To evaluate the influence of cell density on VEGFR-2 activation, we first quantified the number of receptors in whole-cell lysates obtained from unstimulated long-confluent and sparse cells. Figure 2A shows a specific increase in the protein level of VEGFR-2 as cell confluence augments. We found that the total number of VEGFR-2 molecules was of the order of 6.4 × 10⁵/cell and 3.5 × 10⁵/cell in the long-confluent and sparse condition, respectively (Table 1). The number of surface receptors was found to be of the order of 3.9 × 10⁵/cell and 2.0 × 10⁵/cell in long-confluent and sparse cells, respectively (ie, ∼ 60% of the total, regardless of the cell density; Table 1; Figure 2B-C).

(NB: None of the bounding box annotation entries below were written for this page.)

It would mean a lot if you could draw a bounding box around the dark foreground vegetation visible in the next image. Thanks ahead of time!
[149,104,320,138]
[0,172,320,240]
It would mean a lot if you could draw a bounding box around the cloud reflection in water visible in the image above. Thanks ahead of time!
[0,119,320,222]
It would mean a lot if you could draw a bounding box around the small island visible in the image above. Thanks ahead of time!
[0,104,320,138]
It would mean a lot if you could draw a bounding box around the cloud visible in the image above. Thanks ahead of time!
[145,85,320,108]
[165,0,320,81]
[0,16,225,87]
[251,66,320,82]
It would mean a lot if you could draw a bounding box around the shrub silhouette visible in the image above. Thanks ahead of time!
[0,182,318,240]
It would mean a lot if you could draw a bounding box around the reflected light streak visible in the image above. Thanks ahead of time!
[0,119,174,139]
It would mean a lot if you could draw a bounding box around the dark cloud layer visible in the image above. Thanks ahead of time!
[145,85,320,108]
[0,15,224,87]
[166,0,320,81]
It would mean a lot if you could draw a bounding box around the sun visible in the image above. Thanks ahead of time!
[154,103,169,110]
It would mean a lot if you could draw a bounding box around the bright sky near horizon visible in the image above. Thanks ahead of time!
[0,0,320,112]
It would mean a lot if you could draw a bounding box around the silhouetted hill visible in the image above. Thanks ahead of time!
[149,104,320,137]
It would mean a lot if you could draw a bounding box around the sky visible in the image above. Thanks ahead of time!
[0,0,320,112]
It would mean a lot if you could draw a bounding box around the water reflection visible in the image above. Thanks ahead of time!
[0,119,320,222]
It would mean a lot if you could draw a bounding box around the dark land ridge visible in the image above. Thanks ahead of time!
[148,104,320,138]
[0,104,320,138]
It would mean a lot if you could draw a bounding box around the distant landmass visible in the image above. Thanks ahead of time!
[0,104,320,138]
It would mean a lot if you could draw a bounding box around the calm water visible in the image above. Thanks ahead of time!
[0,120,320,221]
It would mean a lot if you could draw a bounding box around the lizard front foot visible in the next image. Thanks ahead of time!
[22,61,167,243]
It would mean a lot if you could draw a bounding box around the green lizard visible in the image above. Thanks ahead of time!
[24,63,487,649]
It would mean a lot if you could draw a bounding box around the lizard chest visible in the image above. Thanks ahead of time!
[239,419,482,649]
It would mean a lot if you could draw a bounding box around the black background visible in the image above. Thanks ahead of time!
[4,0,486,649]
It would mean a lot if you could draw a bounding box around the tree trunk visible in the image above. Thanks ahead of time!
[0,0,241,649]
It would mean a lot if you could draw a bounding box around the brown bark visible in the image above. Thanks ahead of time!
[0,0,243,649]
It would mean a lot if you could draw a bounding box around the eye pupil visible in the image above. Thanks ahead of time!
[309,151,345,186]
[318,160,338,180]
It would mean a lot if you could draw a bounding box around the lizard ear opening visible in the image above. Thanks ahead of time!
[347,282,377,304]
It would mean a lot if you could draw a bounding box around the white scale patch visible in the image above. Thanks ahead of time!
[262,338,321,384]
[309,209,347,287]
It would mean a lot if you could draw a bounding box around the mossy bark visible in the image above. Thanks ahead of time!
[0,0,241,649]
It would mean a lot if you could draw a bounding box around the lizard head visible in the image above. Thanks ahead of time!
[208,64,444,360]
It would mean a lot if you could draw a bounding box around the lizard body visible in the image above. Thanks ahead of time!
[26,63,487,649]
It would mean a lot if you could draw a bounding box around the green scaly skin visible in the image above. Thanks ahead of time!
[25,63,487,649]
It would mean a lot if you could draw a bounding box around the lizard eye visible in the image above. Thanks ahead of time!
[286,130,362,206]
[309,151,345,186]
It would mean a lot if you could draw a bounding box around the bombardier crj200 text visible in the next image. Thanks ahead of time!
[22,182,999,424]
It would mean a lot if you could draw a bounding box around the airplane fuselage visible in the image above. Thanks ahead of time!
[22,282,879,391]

The observed fraction of surface receptors is consistent with previous observations¹⁶  as well as the receptor number expressed on the cell surface.²⁴  Interestingly, a constant 2-fold ratio between VEGFR-2 numbers in long-confluent and sparse cells was observed both for the total number of receptors (1.8 ± 0.2, n = 3) and for the number of surface receptors (2.0 ± 0.2, n = 3), despite a significant variability in the absolute amount of VEGFR-2 molecules in different endothelial pools (supplemental Figure 2), suggesting that this ratio is tightly controlled by ECs.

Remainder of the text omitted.